Power sequencing
Summary¶
Connecting the battery on libdrone initiates a fixed power-up sequence. The ESC main bus charges immediately; the flight controller starts ~100 ms later; Betaflight initialises and runs gyro calibration for 3 seconds (the drone must not move during this window); the ELRS receiver connects; and GPS acquires a fix over 30–90 seconds. Only after GPS fix should the pilot arm. The sequence is not configurable — it is determined by the hardware and firmware startup behaviours. Understanding it prevents the most common first-flight errors.
Concept¶
The 3-second gyro calibration window¶
The gyroscope calibration at startup measures the sensor's zero-rate offset — the output the gyro produces when the drone is perfectly stationary. This offset is subtracted from all subsequent readings so that a stationary drone shows zero rotation rate.
If the drone moves during calibration, the calibration captures motion as zero — offset. Every subsequent gyro reading is wrong by that amount. The drone will drift continuously in the calibrated-wrong direction, requiring constant stick input to stay level. Worse, the PID loop sees a persistent non-zero rate and fights it, increasing motor temperature and reducing battery life.
The calibration window is 3 seconds from the moment Betaflight initialises (approximately 100–200 ms after battery connection). During this window, the drone must sit completely still on a flat surface.
GPS fix before arming¶
GPS position is recorded as the home point at the moment of arming. This home point is used for: - GPS position hold (holds the arming position) - GPS Rescue / Return to Home (navigates back to the home point if RC link is lost)
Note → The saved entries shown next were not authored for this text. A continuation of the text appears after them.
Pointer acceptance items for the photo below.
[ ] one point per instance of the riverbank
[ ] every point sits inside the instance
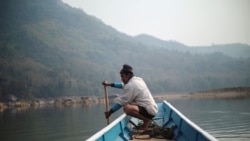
(227, 93)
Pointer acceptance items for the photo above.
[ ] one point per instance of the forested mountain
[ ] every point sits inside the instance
(50, 49)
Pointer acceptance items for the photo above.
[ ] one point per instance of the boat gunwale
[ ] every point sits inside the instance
(101, 132)
(198, 129)
(191, 123)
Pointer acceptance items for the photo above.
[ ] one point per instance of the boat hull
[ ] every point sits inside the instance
(167, 116)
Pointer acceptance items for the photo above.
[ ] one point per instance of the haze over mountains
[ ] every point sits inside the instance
(50, 49)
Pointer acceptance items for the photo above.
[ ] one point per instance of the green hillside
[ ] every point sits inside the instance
(50, 49)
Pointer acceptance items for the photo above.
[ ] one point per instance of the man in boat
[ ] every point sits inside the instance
(136, 99)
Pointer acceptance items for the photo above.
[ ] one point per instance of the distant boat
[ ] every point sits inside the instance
(184, 129)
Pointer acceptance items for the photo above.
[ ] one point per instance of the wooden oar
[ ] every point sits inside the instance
(106, 102)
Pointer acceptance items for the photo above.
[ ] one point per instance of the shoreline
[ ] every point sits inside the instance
(227, 93)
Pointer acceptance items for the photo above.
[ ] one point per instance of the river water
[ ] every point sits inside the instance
(227, 120)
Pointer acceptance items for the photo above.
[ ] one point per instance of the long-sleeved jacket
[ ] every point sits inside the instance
(136, 92)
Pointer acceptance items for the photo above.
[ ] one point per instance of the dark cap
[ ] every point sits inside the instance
(126, 69)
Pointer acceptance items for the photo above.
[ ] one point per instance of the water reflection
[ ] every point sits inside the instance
(225, 119)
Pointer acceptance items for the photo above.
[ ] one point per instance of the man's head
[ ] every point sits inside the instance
(126, 73)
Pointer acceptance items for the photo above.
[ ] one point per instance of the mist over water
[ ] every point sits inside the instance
(225, 119)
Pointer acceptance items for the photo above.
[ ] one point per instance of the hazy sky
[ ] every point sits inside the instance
(191, 22)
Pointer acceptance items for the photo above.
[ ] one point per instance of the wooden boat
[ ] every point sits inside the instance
(121, 129)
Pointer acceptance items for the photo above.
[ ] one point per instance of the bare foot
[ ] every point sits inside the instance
(146, 124)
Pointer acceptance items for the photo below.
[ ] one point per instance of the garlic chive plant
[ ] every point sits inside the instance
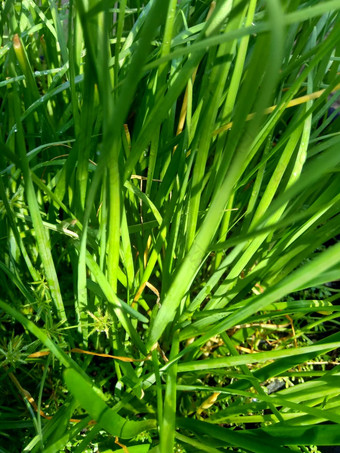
(169, 205)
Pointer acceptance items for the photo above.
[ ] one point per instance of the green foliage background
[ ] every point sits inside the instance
(169, 208)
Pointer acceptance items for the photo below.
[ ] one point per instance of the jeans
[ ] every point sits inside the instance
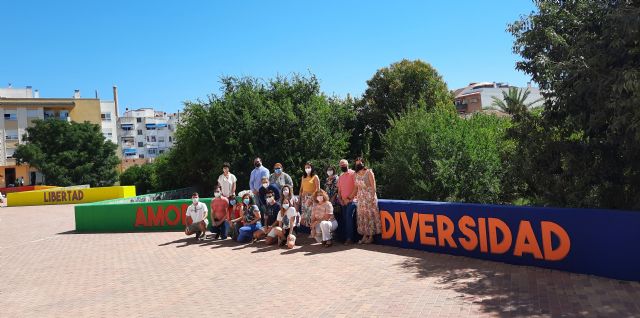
(222, 229)
(246, 232)
(347, 221)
If the pilot arms before GPS fix, the home point is not set. GPS Rescue is unavailable. If the RC link fails, Betaflight falls back to attitude hold — the drone maintains its current attitude but does not navigate home. In open terrain this is manageable; near obstacles it is dangerous.
GPS cold start (no recent position data) takes 30–90 seconds for the M10Q-5883 to acquire a fix with 8+ satellites. Warm start (recent position data saved) takes 5–15 seconds. Galileo + GPS dual-constellation improves fix time by providing more visible satellites, particularly at high latitudes.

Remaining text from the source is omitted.